After building buzz in his local neighborhood of Hollis, Queens, John began targeting other Queens-based artists, primarily rappers, who had established an audience and shared his passions for hip-hop and fashion.
Most notably, John earned the attention of LL Cool J, who agreed to be photographed in a FUBU hat and eventually wore it on a 30-second commercial for the Gap — a game-changing moment for the brand that would have otherwise been unattainable.
"Building mutually beneficial relationships has been an essential part of my life as an entrepreneur and investor," says John. "Whether you're cross-promoting, trading services or just sharing best practices, tapping into your network to create win-win opportunities is a powerful and inexpensive way to gain major traction, especially in difficult economic times."
Certain industries are more susceptible to the perils of a recession. Construction and manufacturing, for example, felt a tremendous strain during the Great Recession, resulting in the loss of millions of jobs.

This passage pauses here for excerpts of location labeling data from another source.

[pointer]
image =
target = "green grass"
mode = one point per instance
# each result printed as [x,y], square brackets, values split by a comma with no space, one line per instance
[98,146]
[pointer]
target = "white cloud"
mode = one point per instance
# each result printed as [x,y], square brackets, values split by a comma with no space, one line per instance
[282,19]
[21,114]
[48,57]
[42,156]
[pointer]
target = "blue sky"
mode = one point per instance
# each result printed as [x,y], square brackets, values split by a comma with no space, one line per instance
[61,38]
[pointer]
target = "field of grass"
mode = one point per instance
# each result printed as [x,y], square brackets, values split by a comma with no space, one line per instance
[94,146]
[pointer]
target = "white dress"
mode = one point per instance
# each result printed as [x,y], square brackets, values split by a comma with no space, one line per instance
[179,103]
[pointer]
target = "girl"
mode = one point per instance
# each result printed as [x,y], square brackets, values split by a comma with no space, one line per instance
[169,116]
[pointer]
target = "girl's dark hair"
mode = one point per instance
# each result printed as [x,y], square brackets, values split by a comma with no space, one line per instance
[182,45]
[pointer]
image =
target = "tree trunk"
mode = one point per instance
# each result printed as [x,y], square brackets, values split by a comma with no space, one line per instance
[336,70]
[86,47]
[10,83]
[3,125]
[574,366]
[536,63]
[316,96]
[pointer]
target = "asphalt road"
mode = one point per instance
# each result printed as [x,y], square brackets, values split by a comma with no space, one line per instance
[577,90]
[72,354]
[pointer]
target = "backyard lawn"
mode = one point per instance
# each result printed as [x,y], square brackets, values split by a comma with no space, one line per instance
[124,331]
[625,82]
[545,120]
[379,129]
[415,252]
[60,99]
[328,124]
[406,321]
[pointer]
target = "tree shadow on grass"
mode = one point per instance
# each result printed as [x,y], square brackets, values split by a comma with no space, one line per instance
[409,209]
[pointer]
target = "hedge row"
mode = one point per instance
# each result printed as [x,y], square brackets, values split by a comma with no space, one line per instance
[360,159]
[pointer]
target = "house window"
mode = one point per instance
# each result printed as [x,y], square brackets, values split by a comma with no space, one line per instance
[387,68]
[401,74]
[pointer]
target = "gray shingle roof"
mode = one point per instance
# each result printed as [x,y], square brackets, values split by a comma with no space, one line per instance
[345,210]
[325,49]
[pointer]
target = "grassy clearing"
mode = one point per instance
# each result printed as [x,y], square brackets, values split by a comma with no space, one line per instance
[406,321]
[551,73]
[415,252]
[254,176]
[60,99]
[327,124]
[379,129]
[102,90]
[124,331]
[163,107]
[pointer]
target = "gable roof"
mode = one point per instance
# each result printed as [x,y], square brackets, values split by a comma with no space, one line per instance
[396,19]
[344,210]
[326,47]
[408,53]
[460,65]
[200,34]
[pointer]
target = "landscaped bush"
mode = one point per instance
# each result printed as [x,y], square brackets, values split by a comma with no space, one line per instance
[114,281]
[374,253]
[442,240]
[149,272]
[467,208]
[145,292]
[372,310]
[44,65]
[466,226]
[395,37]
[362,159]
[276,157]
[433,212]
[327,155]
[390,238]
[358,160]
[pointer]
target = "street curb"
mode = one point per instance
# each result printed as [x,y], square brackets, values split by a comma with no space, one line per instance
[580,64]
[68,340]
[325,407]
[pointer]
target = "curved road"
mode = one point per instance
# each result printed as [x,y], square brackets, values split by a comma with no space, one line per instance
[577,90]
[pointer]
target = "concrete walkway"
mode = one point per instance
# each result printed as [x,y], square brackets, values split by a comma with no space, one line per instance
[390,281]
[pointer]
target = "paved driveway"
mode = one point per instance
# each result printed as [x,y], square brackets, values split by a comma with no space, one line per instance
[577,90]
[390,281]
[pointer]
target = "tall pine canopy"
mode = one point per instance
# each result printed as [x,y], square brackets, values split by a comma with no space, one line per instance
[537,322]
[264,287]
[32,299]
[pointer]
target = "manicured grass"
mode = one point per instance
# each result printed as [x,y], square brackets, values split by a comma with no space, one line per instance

Conversely, other industries flourish during periods of economic decline and experience growth that may have previously been unattainable. It's these companies, John believes, that should consider investing in new talent.
"With so many businesses cutting back during a recession, you may have access to new pipelines of talent," says John. "When employment is down, high-growth small businesses could be attractive to candidates who may have otherwise been lured away by larger companies with bigger hiring budgets."
Even for a prosperous company whose budget doesn't allow for additional long-term employees, John suggests tapping into the sizable pool of freelancers and independent contractors looking for short-term, project-based work.
A 2017 study commissioned by the Freelancers Union and Upwork found that 50.9% of the U.S. population will be freelancing by 2027 — an estimate that some experts believe is conservative.
"Personally, I prefer working with a small crew of incredibly dedicated, talented employees," says John. "But I'm always looking for reliable consultants who are eager to collaborate. It takes courage to go out on your own, and a recession may provide the inspiration your future partner needs to take the plunge."